Sözün özü…
Bir tarafta...
Tazyikli su yiyenler, biber gazıyla boğulmaya çalışılanlar, plastik mermilerle vurulanlar, coplananlar, gözaltına alınanlar, gözünden olanlar, yaralanıp hayatta kalanlar, ne yazık ki hayatta kalamayanlar...
Onların anneleri, babaları, nineleri, dedeleri...
Hatta çocukları... Hatta torunları...
Düşünen, konuşan, tartışan ve korkmayanlar...
Bir lidere ihtiyaç duymadan bir araya toplananlar...
Kısacası çapulcular!
Diğer tarafta…
‘Üç beş çapulcu’ya karşılık saatler süren mitingler düzenleyenler.
Yalanlanmasına rağmen “Camiye ayakkabıyla girdiler, içki içtiler” diye ısrarla galeyan yaratanlar.
Sanatçı hedef gösteren, yok edilmesini isteyenler.
‘Bunlar... bunlar...’ diyerek ‘bunlar’ı milletten saymayanlar.

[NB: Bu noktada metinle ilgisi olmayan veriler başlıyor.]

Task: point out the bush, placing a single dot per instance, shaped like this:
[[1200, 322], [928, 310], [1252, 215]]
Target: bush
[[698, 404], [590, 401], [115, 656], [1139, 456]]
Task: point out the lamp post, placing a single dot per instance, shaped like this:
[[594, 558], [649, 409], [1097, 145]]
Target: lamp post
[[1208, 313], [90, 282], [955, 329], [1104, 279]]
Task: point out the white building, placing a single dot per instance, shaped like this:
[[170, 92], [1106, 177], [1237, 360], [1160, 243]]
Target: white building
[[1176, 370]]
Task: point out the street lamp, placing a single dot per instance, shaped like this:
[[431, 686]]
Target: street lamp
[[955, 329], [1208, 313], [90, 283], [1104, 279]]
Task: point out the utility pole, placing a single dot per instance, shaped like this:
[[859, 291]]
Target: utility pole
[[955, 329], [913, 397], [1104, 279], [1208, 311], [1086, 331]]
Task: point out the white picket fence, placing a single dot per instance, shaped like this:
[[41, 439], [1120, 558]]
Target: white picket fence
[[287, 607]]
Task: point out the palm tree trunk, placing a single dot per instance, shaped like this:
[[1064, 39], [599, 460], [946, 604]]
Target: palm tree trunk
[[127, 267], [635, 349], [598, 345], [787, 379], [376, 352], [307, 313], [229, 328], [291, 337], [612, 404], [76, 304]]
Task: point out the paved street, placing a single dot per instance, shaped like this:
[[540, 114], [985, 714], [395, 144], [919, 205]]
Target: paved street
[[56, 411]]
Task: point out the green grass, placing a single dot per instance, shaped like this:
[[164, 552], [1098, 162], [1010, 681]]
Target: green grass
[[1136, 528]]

‘Bunlar’ın tweetlerine karşı besmele öneren, kendi tweetlerini besmelesiz atanlar.
La havle’lerle kendi kurdukları oyun için “Bu oyunu bozacağız” diyenler.
3.5 yaşındaki minik yürekleri kendilerine siper edenler.
Yasadaki bayraktan söz edip, oy kapmak için yasada adı bile geçmeyen üç hilalli bayrağı bağırlarına basanlar.
Kısacası ‘milli irade’ olduğunu söyleyenler.
Uzaktan bakıyorsun...
Bir tarafta espriler yapılıyor, forumlar düzenleniyor, umutlar yeşeriyor.
Diğer tarafta ise baĞzısı var kimin için meydanı doldurduğunu bilmiyor, baĞzısı var kerkenez çenesini oynatarak kıldan tüyden cümleler püskürtüyor.
Hele bir de baĞzısı var, insanı inançtan soğutuyor!
Sözün özü şu...
Hiçbir şeyi anlamıyorsan bile, en azından imanın yetmeli sana:
Bir oy mu, bin günah mı?
*****
Tencerenin düdüğü istim atıyor!
Sinir krizi geçirerek “Ne yapayım, osurayım mı?” diye bağıran polise ‘vur, gazla, sık, acıma’ emrini kimin verdiği belli oldu. Böylece suçlu şanına şan kattı, polis ise osuruğuyla yüzleşmek zorunda kaldı.